Certain she’d suffer a cardiac arrest if he shared even one of those other things he’d thought of, she closed her eyes, shutting out the sensuous curve of his mouth and her body’s response to all the possible uses he might find for it.

She should have had Marie make the coffee double strength, because she clearly wasn’t her usual self yet. She shook her head and sent her pearl drop earrings swinging. “I’m not following you.”

“Oh, on a bike, you definitely will, and I imagine you won’t mind the view too much, either,” he quipped. Her eyes snapped open in time to see his mouth curling in a suggestive smile.
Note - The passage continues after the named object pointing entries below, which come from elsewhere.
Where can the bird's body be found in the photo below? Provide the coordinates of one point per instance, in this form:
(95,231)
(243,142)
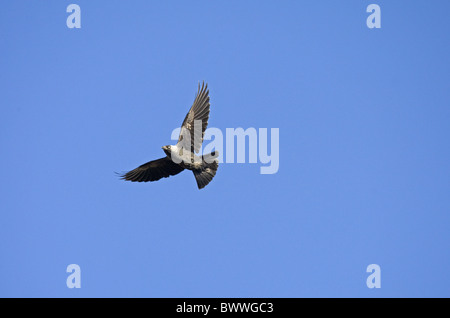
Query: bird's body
(183,155)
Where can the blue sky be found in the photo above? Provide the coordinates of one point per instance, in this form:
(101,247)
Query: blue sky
(364,154)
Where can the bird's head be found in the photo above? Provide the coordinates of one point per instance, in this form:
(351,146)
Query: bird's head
(167,149)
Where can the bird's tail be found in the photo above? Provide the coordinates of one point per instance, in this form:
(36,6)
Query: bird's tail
(204,175)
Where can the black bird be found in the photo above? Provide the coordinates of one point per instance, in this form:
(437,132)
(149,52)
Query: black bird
(182,155)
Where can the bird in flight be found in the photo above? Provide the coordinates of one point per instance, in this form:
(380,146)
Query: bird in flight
(183,154)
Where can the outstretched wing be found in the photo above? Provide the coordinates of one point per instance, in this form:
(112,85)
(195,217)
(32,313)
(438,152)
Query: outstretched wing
(153,171)
(196,121)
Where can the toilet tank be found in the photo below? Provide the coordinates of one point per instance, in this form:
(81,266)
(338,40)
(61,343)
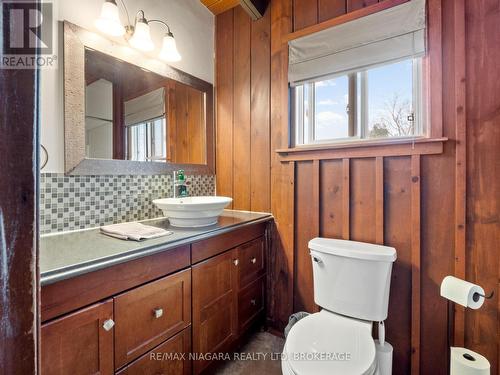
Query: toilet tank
(352,278)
What that view would entail presented itself quite clearly in her imagination, so she adverted her eyes to erase the image and said succinctly, “I do not owe you anything, let alone a bike ride.”

“Oh, yes, you do. If I’m going to escort you to that charity thing Friday—”
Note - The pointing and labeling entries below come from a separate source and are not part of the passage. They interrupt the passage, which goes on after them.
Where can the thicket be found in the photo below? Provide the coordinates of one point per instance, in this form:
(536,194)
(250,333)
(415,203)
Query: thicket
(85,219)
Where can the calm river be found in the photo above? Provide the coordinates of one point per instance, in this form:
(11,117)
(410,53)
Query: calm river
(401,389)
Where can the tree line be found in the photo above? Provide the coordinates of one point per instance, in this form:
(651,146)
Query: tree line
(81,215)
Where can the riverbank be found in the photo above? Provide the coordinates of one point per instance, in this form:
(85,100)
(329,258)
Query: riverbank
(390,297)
Her gaze leapt back to his. “That’s not because of me. Grandmother is the one—”

“Why? Does she think you can’t get your own date? Oh wait,” he supplied before she had the chance to do more than open her mouth to protest, “I forgot, you don’t date. You don’t have time.”

The burn of indignation had her out of her seat in a flash. Unfortunately she still had to look up to meet his mocking gaze. “I don’t have time to commit to a serious relation—”

“So your grandma has to fix you up. I understand.” He patted her shoulder, his hand big and warm and obnoxiously patronizing.

It took all she was worth not to kick him. “My grandmother does not have to fix me up.”

“Oh, really? If your grandma hadn’t appointed me to the job, who would you take, then, since you said it was customary to have an escort to this shindig?”

Her gaze trapped in his tiger-eyed stare, she stammered, “Well, I—I—”

His eyes narrowed. “Tell the truth.”

She raised her chin, his challenge to her principles returning her to her senses. “I model my life around three things, Mr. Wild. The unmalleable Three P’s I was taught in prep school: Propriety, Presentation and Principle. So I always tell the truth.”

A muscle in his clean-shaven jaw flexed before he blinked slowly. “Do ya, now?” he drawled in a way that reminded her of a Scotsman. “Even if the truth is…impolite?”

She stepped away from him, using the excuse of needing to set her cup and saucer down on the small round table between two nearby chairs. “There are always ways to phrase the truth so as not to offend—”

“Who would you take?” he pressed.

She went back to her chair and picked up her day planner off the arm, using the excuse of holding it against her to cross her arms over her chest. “My father. I would have asked my father to return early from his trip to Palm Desert to escort me.” She firmly added, “Since the award is honoring Grandmother, and she can’t attend, it would be appropriate for my father and I to be there in her stead.”